Sept 12, 2024 • 5 min Read
Running Indic TTS on Colab: Fast and Easy Text-to-Speech
Learn how to run Indic TTS on Google Colab for fast and easy text-to-speech generation in Indian languages. Get a step-by-step guide to set up and run it smoothly.
Kaushal Choudhary
Technical Writer
What is Indic TTS?
Indic TTS as the name suggests is a non-autoregressive Text-to-Speech model based on Indic Languages. These Indic Languages include Odia, Punjabi, Tamil, Bangla, Gujarati etc. Generally, TTS models are based on English only or some multilingual models which are international languages, giving less importance to Indic Languages. Indic TTS aims to improve regional language proficiency for TTS systems, thus increasing research and development for India based TTS systems. Indic TTS can be used in the national websites, for efficient transliteration of content available. While Indic TTS is excellent for generating regional language speech, solutions like Waves by smallest.ai offer real-time AI voices that are indistinguishable from humans, providing an alternative for developers looking to deliver high-quality voice synthesis.
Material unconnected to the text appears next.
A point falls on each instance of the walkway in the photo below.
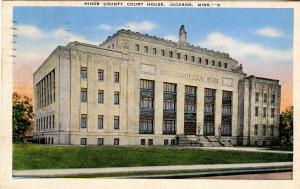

Why is Indic TTS important?
- Accessibility: Enables people with visual impairments or literacy, language challenges to access digital content in their native languages.
- Bridging Language Gaps: Connects businesses, educational institutions, and customer support services with a broader audience by enabling communication in regional languages.
Why Use Google Colab for Indic TTS?
Google Colab offers a cloud-based environment with free access to powerful resources like GPUs, making it an ideal platform for running computationally intensive TTS tasks without needing expensive hardware.
- Free access to GPU: Colab provides free GPU access, boosting inference and testing.
- Ease of setup: Setting up Indic TTS in Colab is straightforward, and the platform supports fast prototyping and deployment.
Setting Up Indic TTS on Google Colab
Prerequisites for Running Indic TTS
You can find the full code here. Before diving into the setup, ensure you meet these basic requirements:
- Basic Python knowledge: You’ll need to know Python to modify or run the scripts.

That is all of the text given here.